Is it so hard to document things?

A few weeks ago I spent a bit of time debugging a program which mysteriously failed under DOS 3.3, although it worked without any apparent problem on DOS 4.0 and later, and there was no indication that it required anything later than DOS 3.1 or so.

The problem turned out to be related to INT 21h, function 6300h, a curiously underdocumented DOS API. The call was first implemented in the Far East versions of MS-DOS 2.25 and returned a table of DBCS lead bytes. That is crucial information for software running on DBCS systems, required for correctly parsing pathnames etc. The RBIL also documents the call for Far East versions of DOS 3.2 and later. So what’s the problem?

The problem is that the call only exists in Far East version of DOS 3.x. But that’s not the whole story. Microsoft’s official documentation (e.g. the MS-DOS Encyclopedia) documents the INT 21h, function 6300h API to be only available in MS-DOS 2.25. The call is not documented in any of the official references for MS-DOS 3.3, 4.0, 5.0, or PC DOS 7.0.

So how are applications supposed to get the information? In DOS 3.3, the internationalization support was redesigned (by IBM?) and function 65h was used to return country-related information. However, perhaps because IBM did not support Japanese or other DBCS languages at the time, there was no documented way to obtain the DBCS lead byte table. In DOS 4.0, sub-function 7 was added to INT 21h, function 65h to return the table, in almost the same format as the one previously returned by INT 21h, function 6300h.

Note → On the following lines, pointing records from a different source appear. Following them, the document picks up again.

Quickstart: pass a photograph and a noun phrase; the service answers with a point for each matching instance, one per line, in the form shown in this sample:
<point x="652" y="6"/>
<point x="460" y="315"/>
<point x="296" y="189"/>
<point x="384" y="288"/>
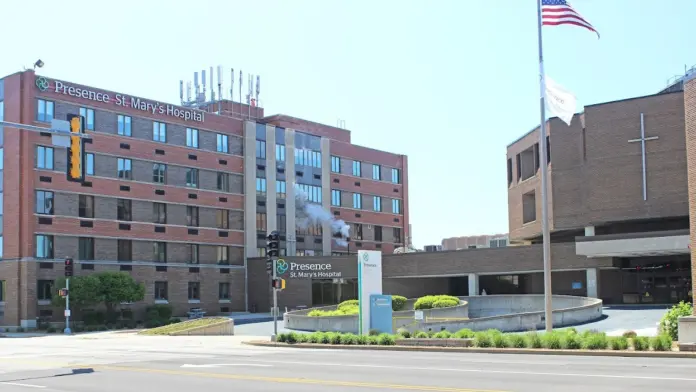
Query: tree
<point x="118" y="287"/>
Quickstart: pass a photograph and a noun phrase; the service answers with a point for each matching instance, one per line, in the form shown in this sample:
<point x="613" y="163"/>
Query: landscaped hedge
<point x="568" y="339"/>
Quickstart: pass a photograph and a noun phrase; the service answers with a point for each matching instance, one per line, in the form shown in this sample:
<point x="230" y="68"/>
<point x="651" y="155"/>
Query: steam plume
<point x="307" y="214"/>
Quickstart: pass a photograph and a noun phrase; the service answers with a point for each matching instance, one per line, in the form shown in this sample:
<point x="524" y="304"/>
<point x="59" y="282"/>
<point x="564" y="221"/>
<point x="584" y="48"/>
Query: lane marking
<point x="283" y="380"/>
<point x="17" y="384"/>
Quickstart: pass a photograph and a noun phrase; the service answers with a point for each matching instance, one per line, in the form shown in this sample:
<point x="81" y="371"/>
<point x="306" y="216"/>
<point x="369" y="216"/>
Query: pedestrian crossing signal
<point x="76" y="153"/>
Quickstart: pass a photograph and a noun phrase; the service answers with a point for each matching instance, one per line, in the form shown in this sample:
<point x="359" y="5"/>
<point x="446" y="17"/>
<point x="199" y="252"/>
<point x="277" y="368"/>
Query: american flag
<point x="559" y="12"/>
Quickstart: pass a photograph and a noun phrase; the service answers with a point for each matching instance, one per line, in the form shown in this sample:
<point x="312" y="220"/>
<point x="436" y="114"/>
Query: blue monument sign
<point x="381" y="313"/>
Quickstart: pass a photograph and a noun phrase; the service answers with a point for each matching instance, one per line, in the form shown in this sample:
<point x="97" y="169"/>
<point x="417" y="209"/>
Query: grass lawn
<point x="183" y="326"/>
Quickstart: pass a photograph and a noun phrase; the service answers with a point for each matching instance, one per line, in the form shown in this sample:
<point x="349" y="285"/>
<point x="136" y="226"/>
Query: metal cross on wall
<point x="642" y="141"/>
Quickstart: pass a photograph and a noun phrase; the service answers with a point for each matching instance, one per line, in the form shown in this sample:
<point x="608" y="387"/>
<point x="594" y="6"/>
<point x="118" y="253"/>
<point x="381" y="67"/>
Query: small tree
<point x="118" y="287"/>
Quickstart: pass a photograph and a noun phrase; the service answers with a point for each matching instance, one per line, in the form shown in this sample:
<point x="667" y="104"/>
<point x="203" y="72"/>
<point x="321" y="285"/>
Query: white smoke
<point x="307" y="214"/>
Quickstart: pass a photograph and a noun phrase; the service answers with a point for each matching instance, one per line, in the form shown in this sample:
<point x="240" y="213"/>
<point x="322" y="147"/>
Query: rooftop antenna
<point x="201" y="98"/>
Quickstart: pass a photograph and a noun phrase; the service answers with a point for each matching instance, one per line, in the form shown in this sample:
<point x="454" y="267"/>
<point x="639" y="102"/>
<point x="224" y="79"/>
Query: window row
<point x="356" y="170"/>
<point x="127" y="210"/>
<point x="45" y="112"/>
<point x="160" y="172"/>
<point x="357" y="203"/>
<point x="126" y="249"/>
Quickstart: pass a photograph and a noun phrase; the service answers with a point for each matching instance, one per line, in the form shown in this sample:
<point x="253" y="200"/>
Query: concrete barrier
<point x="507" y="313"/>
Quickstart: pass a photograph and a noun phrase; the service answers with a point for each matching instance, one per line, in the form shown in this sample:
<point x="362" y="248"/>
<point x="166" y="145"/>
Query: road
<point x="114" y="363"/>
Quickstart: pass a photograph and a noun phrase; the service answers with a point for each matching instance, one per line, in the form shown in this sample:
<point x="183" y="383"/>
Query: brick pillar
<point x="690" y="125"/>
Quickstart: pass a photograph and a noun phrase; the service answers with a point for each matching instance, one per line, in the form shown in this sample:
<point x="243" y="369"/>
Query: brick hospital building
<point x="177" y="197"/>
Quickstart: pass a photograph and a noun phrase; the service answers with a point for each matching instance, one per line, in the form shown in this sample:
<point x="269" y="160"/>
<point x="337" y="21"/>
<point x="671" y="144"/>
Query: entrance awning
<point x="662" y="243"/>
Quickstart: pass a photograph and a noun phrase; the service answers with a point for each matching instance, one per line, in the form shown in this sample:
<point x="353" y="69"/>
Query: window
<point x="260" y="186"/>
<point x="376" y="172"/>
<point x="125" y="170"/>
<point x="335" y="164"/>
<point x="191" y="137"/>
<point x="357" y="200"/>
<point x="159" y="252"/>
<point x="159" y="132"/>
<point x="261" y="221"/>
<point x="159" y="171"/>
<point x="194" y="291"/>
<point x="396" y="176"/>
<point x="223" y="219"/>
<point x="161" y="291"/>
<point x="44" y="246"/>
<point x="377" y="203"/>
<point x="44" y="157"/>
<point x="44" y="110"/>
<point x="85" y="248"/>
<point x="44" y="290"/>
<point x="335" y="197"/>
<point x="223" y="182"/>
<point x="357" y="168"/>
<point x="378" y="233"/>
<point x="313" y="192"/>
<point x="89" y="164"/>
<point x="222" y="143"/>
<point x="124" y="250"/>
<point x="159" y="213"/>
<point x="223" y="255"/>
<point x="397" y="235"/>
<point x="280" y="189"/>
<point x="192" y="178"/>
<point x="224" y="291"/>
<point x="358" y="231"/>
<point x="124" y="125"/>
<point x="193" y="254"/>
<point x="85" y="206"/>
<point x="124" y="210"/>
<point x="260" y="149"/>
<point x="88" y="115"/>
<point x="280" y="153"/>
<point x="396" y="206"/>
<point x="191" y="216"/>
<point x="44" y="202"/>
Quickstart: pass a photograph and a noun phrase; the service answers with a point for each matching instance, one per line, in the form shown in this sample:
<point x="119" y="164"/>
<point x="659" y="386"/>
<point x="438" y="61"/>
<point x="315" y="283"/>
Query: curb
<point x="589" y="353"/>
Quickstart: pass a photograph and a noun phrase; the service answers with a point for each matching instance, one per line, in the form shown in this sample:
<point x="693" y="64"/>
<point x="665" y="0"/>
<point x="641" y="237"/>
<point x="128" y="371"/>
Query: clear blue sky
<point x="448" y="82"/>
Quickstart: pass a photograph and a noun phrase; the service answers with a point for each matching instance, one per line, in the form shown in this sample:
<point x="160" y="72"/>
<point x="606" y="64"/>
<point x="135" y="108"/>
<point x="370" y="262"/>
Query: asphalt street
<point x="132" y="363"/>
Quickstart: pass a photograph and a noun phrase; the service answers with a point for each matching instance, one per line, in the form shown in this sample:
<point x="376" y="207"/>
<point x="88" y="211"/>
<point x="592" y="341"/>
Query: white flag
<point x="560" y="101"/>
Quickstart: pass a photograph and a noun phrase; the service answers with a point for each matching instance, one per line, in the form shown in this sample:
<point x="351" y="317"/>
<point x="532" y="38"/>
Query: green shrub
<point x="618" y="343"/>
<point x="669" y="324"/>
<point x="499" y="340"/>
<point x="641" y="343"/>
<point x="551" y="341"/>
<point x="464" y="333"/>
<point x="662" y="342"/>
<point x="398" y="303"/>
<point x="533" y="340"/>
<point x="428" y="301"/>
<point x="483" y="340"/>
<point x="349" y="339"/>
<point x="596" y="341"/>
<point x="386" y="340"/>
<point x="571" y="341"/>
<point x="516" y="341"/>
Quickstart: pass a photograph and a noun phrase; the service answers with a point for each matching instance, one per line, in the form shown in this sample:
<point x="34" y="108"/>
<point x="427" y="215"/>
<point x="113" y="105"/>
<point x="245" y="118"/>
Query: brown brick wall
<point x="690" y="125"/>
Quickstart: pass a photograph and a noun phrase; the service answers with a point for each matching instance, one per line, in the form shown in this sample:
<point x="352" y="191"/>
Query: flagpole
<point x="548" y="312"/>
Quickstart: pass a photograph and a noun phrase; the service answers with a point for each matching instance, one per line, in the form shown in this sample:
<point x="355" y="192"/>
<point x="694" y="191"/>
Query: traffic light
<point x="68" y="267"/>
<point x="273" y="244"/>
<point x="278" y="284"/>
<point x="76" y="151"/>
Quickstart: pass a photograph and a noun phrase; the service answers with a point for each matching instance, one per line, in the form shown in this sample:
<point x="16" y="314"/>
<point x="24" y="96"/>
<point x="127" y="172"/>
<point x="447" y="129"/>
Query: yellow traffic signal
<point x="76" y="150"/>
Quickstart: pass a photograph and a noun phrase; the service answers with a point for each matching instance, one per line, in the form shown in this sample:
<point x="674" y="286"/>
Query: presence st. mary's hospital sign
<point x="120" y="100"/>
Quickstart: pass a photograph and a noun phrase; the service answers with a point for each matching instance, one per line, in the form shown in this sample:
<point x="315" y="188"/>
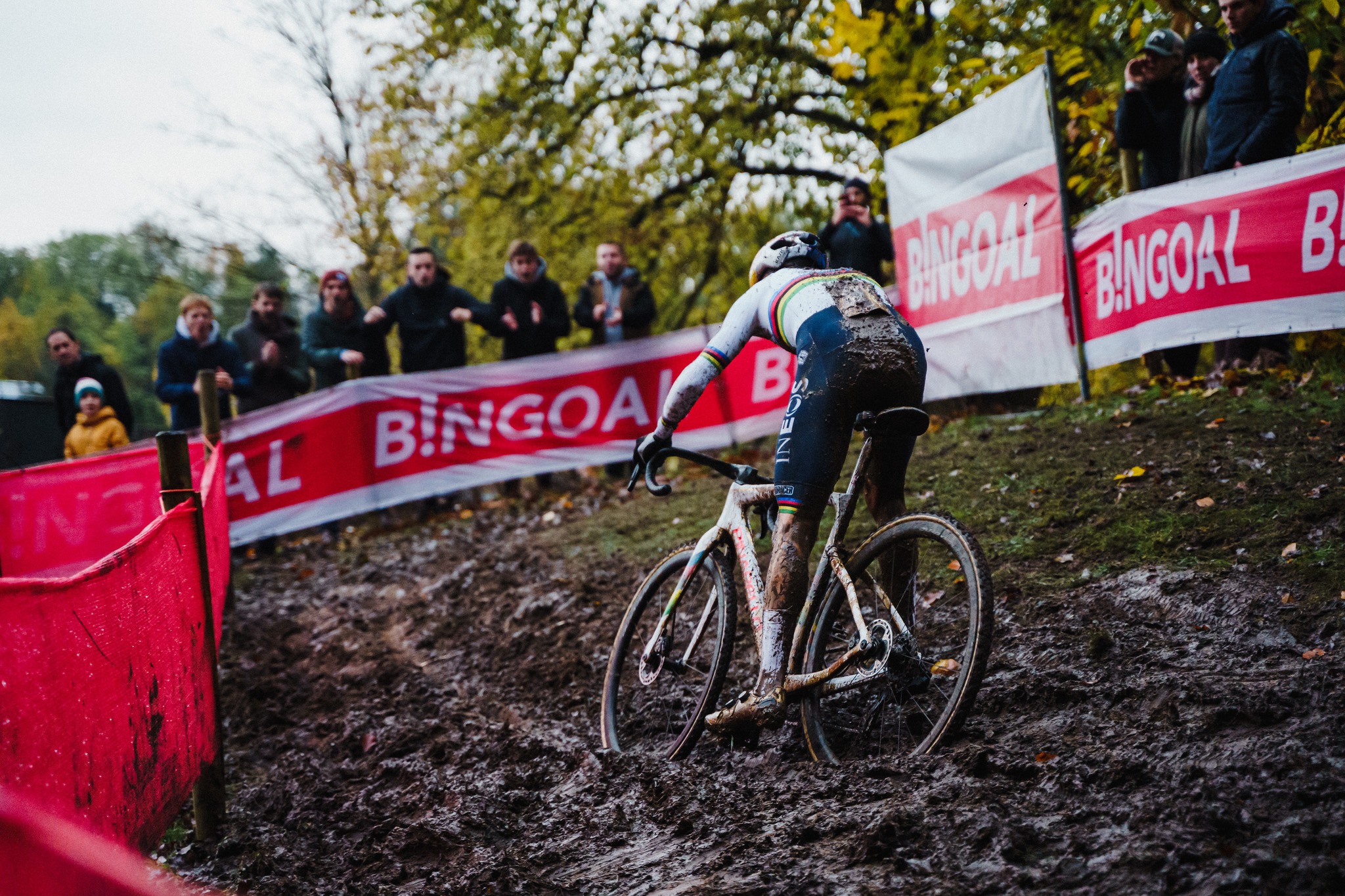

The official MS-DOS documentation does not clearly say whether INT 21h, function 65h, sub-function 7 is supported on US and other non-DBCS versions of DOS, but it is supported and returns an empty lead byte table.

What the official documentation doesn’t say is that DOS 4.0 and later also supports the old INT 21h, function 6300h API, in all national language versions. The upshot is that an application can call INT 21h, function 6300h on any Far East version of DOS at least since 3.2 (and 2.25) to obtain the DBCS lead byte table (verified with MS-DOS/V 6.2).

It is a mystery why Microsoft/IBM didn’t document this fact. In all official DOS 3.3 and later references, INT 21h, function 63h is marked as reserved. Did Microsoft want to force programmers to utilize  the newer INT 21h, function 65h API? But how were they supposed to get the information on DOS versions prior to 4.0? There seems to be no good reason not to document the API, as there’s nothing secret or potentially subversive about it.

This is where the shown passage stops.